If your model is too large to fit into a single GPU, you can use tensor parallelism to manage it. To do this, substitute your model’s linear and embedding layers with their tensor-parallel versions. For the embedding layer, you can simply replace nn.Embedding with VocabParallelEmbedding. For the output LM head, you can use ParallelLMHead. When it comes to the linear layers, we provide the following options to parallelize them:

  • ReplicatedLinear: Replicates the inputs and weights across multiple GPUs. No memory saving.

  • RowParallelLinear: The input tensor is partitioned along the hidden dimension. The weight matrix is partitioned along the rows (input dimension). An all-reduce operation is performed after the matrix multiplication to reduce the results. Typically used for the second FFN layer and the output linear transformation of the attention layer.

  • ColumnParallelLinear: The input tensor is replicated.
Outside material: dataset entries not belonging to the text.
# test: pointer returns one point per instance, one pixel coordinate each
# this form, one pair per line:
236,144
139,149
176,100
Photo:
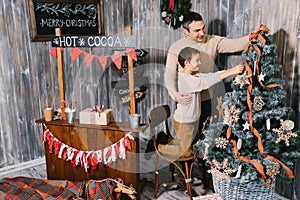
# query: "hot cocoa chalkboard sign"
72,17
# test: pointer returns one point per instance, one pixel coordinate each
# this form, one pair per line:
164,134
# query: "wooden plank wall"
28,75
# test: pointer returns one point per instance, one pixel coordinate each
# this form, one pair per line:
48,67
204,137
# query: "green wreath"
172,11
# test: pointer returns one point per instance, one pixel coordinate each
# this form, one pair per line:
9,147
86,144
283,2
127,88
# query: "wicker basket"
238,191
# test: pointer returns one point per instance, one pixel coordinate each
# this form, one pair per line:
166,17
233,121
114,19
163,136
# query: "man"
209,46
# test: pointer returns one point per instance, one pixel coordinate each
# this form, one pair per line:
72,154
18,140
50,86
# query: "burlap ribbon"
257,35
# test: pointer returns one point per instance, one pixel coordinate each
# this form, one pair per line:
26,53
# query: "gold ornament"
288,125
242,79
221,142
258,103
273,171
231,115
284,134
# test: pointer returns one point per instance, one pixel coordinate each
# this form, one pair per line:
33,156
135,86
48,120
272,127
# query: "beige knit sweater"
209,49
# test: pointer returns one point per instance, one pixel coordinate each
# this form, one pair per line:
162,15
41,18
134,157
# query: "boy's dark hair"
189,18
186,54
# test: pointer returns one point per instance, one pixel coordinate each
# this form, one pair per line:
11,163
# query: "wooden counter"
93,137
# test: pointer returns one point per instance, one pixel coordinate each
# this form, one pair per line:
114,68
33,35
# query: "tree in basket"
253,140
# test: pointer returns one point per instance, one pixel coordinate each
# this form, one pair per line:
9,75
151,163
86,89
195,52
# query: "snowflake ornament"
231,115
283,134
221,142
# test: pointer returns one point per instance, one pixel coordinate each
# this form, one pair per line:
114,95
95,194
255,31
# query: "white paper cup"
134,120
48,114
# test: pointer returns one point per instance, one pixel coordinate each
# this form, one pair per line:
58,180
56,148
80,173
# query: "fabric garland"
87,159
116,58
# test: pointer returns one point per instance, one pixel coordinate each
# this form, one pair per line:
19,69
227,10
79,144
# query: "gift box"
91,116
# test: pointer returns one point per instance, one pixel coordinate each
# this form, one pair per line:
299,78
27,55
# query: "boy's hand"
183,98
237,69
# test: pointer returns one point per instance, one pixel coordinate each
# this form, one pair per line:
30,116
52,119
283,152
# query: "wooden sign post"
127,41
132,109
60,70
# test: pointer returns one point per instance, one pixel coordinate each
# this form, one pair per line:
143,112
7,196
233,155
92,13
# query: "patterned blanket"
21,188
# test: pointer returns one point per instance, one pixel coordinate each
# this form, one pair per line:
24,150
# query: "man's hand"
183,98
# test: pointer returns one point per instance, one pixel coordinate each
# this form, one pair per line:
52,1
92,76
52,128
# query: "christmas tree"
254,137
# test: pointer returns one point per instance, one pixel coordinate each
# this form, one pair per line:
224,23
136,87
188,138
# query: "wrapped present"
93,116
213,196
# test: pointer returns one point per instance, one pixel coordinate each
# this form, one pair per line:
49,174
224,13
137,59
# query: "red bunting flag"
103,60
88,59
131,53
53,51
117,59
75,53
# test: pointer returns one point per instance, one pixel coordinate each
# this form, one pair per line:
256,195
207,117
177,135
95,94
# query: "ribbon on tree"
171,5
87,159
257,165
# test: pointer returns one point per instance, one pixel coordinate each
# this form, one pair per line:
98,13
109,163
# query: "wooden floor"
37,169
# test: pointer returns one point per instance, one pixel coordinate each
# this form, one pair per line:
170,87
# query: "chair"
157,116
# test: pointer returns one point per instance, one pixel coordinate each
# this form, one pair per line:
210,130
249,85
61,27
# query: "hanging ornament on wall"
172,11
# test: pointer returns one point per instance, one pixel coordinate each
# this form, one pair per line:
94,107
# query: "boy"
186,117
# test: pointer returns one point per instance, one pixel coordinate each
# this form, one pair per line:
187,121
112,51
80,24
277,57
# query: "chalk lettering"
93,41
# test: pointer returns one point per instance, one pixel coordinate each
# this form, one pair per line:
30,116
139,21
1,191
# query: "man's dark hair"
189,18
186,54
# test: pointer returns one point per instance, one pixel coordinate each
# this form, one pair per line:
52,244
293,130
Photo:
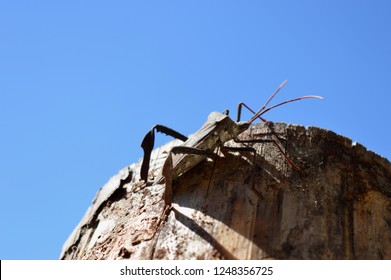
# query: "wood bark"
233,206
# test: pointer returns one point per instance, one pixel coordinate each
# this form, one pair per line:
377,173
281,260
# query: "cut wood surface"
234,207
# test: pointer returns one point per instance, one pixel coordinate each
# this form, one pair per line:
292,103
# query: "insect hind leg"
148,143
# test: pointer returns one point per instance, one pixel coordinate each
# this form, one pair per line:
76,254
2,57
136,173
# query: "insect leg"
148,143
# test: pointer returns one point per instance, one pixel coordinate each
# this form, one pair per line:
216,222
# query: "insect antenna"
263,110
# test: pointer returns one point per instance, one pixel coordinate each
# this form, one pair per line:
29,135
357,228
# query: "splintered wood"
234,207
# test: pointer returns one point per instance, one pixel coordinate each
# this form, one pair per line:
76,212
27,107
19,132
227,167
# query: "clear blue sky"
81,82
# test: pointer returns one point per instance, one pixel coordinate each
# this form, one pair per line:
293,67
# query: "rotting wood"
340,208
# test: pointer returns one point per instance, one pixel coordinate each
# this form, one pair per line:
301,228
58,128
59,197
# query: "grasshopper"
217,130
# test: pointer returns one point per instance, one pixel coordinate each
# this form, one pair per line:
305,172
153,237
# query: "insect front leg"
250,150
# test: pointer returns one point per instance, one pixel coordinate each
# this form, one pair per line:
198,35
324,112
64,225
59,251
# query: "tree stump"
234,207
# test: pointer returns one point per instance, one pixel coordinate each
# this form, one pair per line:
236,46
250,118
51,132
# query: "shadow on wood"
339,208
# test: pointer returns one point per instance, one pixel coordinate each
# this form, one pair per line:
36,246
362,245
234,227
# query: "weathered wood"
339,208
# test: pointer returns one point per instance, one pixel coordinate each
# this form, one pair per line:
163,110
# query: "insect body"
218,129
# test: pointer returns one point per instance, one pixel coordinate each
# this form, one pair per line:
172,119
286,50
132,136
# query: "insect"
217,130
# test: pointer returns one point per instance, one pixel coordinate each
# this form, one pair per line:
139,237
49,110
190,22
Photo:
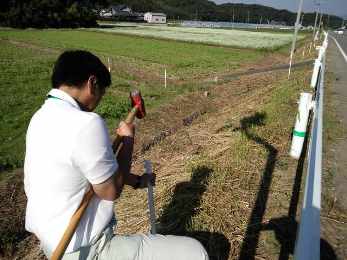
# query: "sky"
336,7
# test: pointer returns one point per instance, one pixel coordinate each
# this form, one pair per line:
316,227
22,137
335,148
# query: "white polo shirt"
66,149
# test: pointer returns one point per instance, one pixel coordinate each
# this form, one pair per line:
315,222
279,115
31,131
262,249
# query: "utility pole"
315,25
295,36
302,19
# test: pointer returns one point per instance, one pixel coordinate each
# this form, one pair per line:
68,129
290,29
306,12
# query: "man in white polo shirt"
67,150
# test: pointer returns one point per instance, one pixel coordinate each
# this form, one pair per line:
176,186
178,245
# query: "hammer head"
137,101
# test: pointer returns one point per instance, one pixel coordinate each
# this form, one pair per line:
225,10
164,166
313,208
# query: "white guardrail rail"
307,246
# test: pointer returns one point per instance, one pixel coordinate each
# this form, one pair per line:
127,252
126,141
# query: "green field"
267,39
27,57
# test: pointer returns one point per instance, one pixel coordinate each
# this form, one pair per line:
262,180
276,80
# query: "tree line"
83,13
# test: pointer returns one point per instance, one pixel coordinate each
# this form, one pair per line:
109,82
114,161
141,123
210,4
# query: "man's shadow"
285,227
176,218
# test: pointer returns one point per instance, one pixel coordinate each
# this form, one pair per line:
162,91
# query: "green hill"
209,11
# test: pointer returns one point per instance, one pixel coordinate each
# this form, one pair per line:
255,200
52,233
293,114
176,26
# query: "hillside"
209,11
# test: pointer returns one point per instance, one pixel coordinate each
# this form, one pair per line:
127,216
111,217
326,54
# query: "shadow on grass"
286,227
250,242
177,215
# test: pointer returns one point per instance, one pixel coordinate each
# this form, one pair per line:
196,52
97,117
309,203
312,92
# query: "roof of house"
119,7
156,14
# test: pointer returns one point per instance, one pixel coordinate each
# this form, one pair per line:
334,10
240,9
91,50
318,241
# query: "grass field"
224,178
223,37
27,57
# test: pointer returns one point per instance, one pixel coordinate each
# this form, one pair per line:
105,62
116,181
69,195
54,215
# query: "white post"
299,133
165,78
297,23
109,64
148,170
317,65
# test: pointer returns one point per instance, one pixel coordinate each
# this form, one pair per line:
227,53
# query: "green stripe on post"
299,134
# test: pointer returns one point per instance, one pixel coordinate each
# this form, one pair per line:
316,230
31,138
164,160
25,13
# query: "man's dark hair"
73,68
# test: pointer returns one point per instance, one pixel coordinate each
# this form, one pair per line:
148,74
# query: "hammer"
138,110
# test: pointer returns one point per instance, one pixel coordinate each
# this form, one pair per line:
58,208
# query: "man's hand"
125,129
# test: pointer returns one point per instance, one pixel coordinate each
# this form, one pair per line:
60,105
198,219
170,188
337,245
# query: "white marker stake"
165,79
299,133
317,65
148,170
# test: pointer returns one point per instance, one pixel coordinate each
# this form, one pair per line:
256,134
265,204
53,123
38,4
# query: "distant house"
155,17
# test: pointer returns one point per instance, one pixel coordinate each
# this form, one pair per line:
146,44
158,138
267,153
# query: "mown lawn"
27,57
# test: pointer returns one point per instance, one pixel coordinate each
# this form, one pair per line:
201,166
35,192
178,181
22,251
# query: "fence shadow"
286,227
177,215
250,242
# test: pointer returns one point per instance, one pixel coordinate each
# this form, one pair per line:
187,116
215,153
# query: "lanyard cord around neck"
50,96
78,103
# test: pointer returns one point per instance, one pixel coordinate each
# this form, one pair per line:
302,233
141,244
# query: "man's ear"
92,84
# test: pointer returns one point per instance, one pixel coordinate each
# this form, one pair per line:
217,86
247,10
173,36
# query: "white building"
155,17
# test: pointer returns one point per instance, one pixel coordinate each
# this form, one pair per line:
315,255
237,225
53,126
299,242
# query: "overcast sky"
337,7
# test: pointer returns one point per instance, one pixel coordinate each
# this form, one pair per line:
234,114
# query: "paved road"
335,232
342,41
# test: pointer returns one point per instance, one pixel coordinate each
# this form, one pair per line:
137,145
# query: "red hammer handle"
130,118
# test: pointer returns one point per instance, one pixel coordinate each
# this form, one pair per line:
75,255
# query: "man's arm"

The weight matrix is partitioned along the columns (output dimension). The result is partitioned along the column dimension. Typically used for the first FFN layer and the separated QKV transformation of the attention layer in the original Transformer.

  • MergedColumnParallelLinear: Column-parallel linear that merges multiple ColumnParallelLinear operators. Typically used for the first FFN layer with weighted activation functions (e.g., SiLU). This class handles the sharded weight loading logic of multiple weight matrices.

  • QKVParallelLinear: Parallel linear layer for the query, key, and value projections of the multi-head and grouped-query attention mechanisms. When number of key/value heads are less than the world size, this class replicates the key/value heads properly. This class handles the weight loading and replication of the weight matrices.

Note that all the linear layers above take linear_method as an input. vLLM will set this parameter according to different quantization schemes to support weight quantization.

4. Implement the weight loading logic#

You now need to implement the load_weights method in your *ForCausalLM class. This method should load the weights from the HuggingFace’s checkpoint file and assign them to the corresponding layers in your model. Specifically, for MergedColumnParallelLinear and QKVParallelLinear layers, if the original model has separated weight matrices, you need to load the different parts separately.

5. Register your model#

Finally, register your *ForCausalLM class to the _MODELS in vllm/model_executor/models/__init__.py.

6. Out-of-Tree Model Integration#

We also provide a way to integrate a model without modifying the vLLM codebase. Step 2, 3, 4 are still required, but you can skip step 1 and 5.

Just add the following lines in your code:

from vllm import ModelRegistry
from your_code import YourModelForCausalLM
ModelRegistry.register_model("YourModelForCausalLM", YourModelForCausalLM)

If you are running api server with python -m vllm.entrypoints.openai.api_server args, you can wrap the entrypoint with the following code:

from vllm import ModelRegistry
from your_code import YourModelForCausalLM
ModelRegistry.register_model("YourModelForCausalLM", YourModelForCausalLM)
import runpy
runpy.run_module('vllm.entrypoints.openai.api_server', run_name='__main__')

Save the above code in a file and run it with python your_file.py args.